"Stand up if you agree and stay seated if you disagree. Then we will pass microphones so you can share your side". NCCWSL has been challenging girls to speak up during this "Find Your Voice" session since 1991. A typical first group activity does not include discussing you view point on polarized topics in front of 500 some women. The packed ballroom was asked; Will a women become President within your lifetime, is College a confidence booster, and does society accept how you identify. None of these were leadership questions but questions some conference goers navigate on a daily bases. Attendees shared stories about their success going to college as a first generation student, being energized to learn by being involved in student government and taking a tally of how many students would like to run for President. I shared that women that are studying in degrees other than political science can run for President too.

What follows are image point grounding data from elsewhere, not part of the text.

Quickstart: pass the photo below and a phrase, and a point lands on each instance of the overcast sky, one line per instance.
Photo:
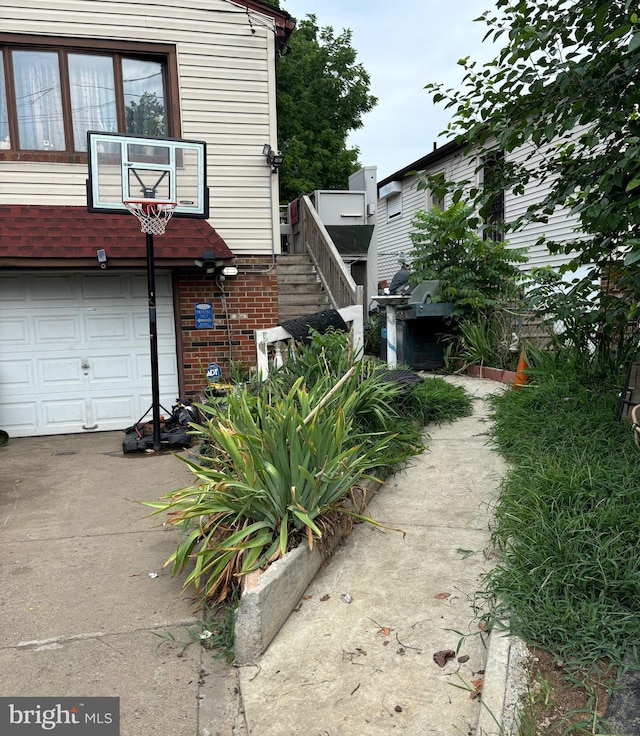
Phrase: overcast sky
(403, 44)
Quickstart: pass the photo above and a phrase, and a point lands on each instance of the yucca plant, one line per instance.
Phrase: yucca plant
(283, 472)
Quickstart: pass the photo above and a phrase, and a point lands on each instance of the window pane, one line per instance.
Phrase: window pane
(93, 96)
(144, 97)
(4, 117)
(38, 100)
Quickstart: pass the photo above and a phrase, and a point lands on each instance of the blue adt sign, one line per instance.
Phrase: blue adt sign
(204, 315)
(214, 371)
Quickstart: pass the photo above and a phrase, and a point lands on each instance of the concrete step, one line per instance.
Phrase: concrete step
(286, 313)
(297, 278)
(300, 291)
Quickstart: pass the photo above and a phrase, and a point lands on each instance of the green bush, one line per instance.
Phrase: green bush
(279, 458)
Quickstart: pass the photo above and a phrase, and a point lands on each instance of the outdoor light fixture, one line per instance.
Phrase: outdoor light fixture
(215, 266)
(274, 159)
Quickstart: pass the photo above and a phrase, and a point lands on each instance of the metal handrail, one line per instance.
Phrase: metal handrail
(270, 342)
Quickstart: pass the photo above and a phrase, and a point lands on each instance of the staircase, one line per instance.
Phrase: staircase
(299, 288)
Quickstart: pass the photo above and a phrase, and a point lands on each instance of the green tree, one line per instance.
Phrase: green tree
(322, 94)
(477, 275)
(147, 116)
(565, 82)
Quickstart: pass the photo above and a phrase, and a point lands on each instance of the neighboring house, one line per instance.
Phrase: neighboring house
(399, 199)
(74, 337)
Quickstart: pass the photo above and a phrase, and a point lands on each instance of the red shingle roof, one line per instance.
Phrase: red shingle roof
(39, 231)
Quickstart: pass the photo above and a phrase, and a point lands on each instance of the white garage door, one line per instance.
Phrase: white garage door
(75, 351)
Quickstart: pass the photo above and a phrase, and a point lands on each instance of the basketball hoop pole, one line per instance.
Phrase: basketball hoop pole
(153, 340)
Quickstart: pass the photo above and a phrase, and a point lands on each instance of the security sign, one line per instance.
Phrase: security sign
(214, 372)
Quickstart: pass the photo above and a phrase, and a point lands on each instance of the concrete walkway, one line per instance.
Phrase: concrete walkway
(367, 667)
(80, 610)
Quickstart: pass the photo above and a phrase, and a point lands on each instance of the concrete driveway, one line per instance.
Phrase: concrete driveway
(79, 608)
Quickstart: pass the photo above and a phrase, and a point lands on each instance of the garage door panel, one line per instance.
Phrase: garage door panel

Slowly we rolled to Capitol Hill following the view point sharing session. Led by a Representative from Connecticut we admired statues given to the Capitol Hill from each state, retired meeting rooms and historic paintings. Later we attended a panel featuring five women who have served as Chiefs of Staff on Capitol Hill; Margaux Matter, Kristin Nicholson, Betsy Hawkins, Rhonda Foxx, and Jenifer DeCasper. A Chief of Staff works for a representative to manage, communicate the representatives views, schedule, manage budgets and gate keeps what/ who is the representative's top priority. Here is some of the advice the Chiefs of Staff shared with us...
*There needs to be more women at Capitol Hill in order to accurately represent constituent population.
*Once you have crawled through the pipeline, which is clogged, work harder than everyone else.
*The most important thing you have is your integrity and reputation.
*Make your own luck by being observant, seizing opportunities and going above and beyond.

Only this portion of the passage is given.